Yassine El Kharroubi

Personal information
- Full name: Yassine El Kharroubi
- Date of birth: 29 March 1990 (age 36)
- Place of birth: Dreux, France
- Height: 1.91 m (6 ft 3 in)
- Position: Goalkeeper

Senior career*
- Years: Team / Apps / (Gls)
- 2008–2010: Guingamp B / 5 / (0)
- 2010–2011: Guingamp / 4 / (0)
- 2011–2012: Quevilly / 25 / (0)
- 2012–2013: Bourg-Péronnas / 10 / (0)
- 2013–2014: Maghreb de Fès / 9 / (0)
- 2014–2015: Vereya / 18 / (0)
- 2015–2017: Lokomotiv Plovdiv / 48 / (0)
- 2017–2020: Wydad AC / 7 / (0)
- 2020–2021: Versailles / 4 / (0)

International career
- 2011–2012: Morocco U23 / 4 / (0)
- 2016–2017: Morocco / 2 / (0)

= Yassine El Kharroubi =

Footballer (born 1990)

Yassine El Kharroubi (born 29 March 1990), is a professional footballer who plays as a goalkeeper.
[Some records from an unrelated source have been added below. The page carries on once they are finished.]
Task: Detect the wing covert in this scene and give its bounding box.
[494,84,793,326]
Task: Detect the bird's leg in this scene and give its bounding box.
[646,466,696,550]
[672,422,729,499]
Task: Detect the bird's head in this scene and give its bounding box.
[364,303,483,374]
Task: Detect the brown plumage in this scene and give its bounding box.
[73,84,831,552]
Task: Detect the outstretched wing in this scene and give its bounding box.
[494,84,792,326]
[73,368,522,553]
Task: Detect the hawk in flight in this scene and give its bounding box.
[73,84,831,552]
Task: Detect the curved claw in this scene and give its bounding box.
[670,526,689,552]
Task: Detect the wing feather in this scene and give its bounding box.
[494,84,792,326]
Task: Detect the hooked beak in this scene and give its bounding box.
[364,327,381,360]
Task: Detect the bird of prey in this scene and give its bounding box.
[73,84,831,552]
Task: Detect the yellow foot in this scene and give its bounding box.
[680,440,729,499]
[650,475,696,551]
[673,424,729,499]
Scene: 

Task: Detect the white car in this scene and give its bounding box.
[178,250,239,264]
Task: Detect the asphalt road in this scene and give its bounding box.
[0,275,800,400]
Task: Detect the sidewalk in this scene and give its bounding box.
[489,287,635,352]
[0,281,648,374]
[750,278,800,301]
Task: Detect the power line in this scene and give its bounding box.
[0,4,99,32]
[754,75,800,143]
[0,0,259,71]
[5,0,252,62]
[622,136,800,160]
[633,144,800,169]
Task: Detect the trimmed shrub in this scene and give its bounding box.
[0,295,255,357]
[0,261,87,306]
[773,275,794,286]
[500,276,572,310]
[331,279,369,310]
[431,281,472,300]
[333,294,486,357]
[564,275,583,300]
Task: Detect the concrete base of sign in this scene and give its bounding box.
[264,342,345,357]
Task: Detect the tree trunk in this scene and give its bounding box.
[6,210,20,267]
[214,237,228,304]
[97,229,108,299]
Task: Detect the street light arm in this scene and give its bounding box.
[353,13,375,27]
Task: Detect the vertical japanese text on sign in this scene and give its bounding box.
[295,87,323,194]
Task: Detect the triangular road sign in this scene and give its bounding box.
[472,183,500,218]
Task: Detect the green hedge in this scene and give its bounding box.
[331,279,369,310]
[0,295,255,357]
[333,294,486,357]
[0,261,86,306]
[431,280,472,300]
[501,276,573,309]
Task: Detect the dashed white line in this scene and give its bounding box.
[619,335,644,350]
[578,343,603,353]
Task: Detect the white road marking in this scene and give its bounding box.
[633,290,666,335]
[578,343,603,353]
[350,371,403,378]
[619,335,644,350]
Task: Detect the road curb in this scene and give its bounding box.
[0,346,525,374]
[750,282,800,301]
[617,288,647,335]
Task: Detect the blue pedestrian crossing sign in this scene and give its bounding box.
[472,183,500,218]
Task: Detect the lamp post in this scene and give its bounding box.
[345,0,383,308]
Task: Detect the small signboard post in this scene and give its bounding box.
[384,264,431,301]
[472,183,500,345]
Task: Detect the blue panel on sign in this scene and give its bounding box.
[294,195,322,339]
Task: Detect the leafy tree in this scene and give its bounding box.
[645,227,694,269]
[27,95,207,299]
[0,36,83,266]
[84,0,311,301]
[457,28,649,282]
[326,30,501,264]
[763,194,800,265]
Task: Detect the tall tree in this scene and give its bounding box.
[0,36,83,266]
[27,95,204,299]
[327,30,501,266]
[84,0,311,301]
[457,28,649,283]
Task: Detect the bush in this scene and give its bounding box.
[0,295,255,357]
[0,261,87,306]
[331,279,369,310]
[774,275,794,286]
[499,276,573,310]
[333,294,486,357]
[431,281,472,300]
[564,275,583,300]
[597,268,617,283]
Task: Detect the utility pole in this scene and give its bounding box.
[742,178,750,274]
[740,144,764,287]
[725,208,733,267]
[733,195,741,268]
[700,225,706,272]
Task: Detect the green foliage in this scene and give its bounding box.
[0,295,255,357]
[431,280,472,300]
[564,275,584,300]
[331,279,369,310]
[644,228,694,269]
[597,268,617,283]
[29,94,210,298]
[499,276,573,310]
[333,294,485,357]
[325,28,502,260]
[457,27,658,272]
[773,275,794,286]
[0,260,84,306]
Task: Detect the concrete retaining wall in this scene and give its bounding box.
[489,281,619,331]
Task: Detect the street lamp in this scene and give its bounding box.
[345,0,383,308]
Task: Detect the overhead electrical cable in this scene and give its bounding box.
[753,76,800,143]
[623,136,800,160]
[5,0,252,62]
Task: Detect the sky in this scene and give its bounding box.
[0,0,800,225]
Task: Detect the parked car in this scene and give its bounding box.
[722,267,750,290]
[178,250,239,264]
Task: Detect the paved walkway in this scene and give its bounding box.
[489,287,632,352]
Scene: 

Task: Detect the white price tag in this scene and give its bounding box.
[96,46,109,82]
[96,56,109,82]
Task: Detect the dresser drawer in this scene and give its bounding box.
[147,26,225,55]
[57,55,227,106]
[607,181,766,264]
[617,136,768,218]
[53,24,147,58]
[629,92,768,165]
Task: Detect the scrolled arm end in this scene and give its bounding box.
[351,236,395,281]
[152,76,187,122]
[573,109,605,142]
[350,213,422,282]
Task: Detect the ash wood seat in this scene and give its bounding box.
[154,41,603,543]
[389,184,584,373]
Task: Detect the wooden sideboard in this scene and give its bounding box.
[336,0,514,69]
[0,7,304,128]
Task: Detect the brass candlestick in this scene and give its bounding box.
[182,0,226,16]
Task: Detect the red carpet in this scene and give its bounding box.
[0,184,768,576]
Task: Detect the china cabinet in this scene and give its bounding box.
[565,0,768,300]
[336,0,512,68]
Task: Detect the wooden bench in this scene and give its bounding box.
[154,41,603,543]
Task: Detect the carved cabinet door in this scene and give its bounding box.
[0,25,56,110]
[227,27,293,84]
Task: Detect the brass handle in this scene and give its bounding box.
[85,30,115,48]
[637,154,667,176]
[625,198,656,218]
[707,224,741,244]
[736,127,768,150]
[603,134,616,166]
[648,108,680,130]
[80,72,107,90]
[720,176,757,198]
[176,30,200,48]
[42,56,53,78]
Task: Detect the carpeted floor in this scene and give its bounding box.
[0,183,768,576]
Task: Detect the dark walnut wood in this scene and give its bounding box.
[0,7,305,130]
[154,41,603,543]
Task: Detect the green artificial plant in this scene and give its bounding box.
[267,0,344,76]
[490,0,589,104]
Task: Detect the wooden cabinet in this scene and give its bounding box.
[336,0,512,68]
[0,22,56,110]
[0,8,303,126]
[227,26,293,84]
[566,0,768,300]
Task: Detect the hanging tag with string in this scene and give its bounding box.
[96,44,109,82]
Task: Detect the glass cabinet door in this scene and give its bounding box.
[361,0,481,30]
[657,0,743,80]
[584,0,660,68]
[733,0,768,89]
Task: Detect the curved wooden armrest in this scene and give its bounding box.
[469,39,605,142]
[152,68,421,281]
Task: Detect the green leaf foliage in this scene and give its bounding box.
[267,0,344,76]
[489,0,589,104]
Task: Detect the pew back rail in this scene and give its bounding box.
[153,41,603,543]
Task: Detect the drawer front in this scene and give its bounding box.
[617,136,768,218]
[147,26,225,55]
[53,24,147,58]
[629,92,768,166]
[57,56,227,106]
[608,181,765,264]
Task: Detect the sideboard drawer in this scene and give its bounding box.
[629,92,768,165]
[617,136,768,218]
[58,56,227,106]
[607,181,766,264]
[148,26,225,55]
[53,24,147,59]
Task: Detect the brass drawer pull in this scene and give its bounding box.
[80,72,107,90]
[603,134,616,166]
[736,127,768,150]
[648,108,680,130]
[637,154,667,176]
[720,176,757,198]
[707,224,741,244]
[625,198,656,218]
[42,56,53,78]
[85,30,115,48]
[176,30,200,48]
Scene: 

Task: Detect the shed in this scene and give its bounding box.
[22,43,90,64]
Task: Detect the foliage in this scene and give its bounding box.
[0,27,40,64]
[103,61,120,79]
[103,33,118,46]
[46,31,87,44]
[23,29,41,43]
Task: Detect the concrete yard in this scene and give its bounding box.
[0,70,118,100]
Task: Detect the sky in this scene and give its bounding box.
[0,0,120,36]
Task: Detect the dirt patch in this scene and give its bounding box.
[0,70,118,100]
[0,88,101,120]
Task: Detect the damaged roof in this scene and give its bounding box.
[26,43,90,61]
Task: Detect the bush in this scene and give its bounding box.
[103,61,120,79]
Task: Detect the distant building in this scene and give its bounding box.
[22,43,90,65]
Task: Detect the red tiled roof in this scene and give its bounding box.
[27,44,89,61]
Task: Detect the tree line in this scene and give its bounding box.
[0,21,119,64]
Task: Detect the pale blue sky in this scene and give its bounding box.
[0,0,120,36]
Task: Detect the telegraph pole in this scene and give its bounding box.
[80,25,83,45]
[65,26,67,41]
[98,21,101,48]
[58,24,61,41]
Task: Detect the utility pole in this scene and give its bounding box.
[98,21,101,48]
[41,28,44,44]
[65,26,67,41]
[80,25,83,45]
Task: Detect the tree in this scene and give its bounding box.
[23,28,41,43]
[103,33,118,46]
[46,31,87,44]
Born in France, he is a former player of the Morocco national team.

==Club career==
El Kharroubi was born in France to parents of Moroccan descent. He began his career at Guingamp, playing only four league games for the senior squad. In 2011, he joined Quevilly. He signed with A PFG team Lokomotiv Plovdiv in the summer of 2015.

On 29 July 2017, El Kharroubi signed a three-year contract with Wydad AC. He returned to France in January 2020, signing with Versailles.

==International career==
In May 2016, El Kharroubi was called up to the Morocco national team for the first time ahead of a friendly against Congo and a 2017 Africa Cup of Nations qualifying match against Libya. On 27 May, against Congo he played full 90 minutes.

In December 2016, El Kharroubi was named in Morocco's 23-man squad for 2017 Africa Cup of Nations, but did not play in any of Morocco's four games at the tournament.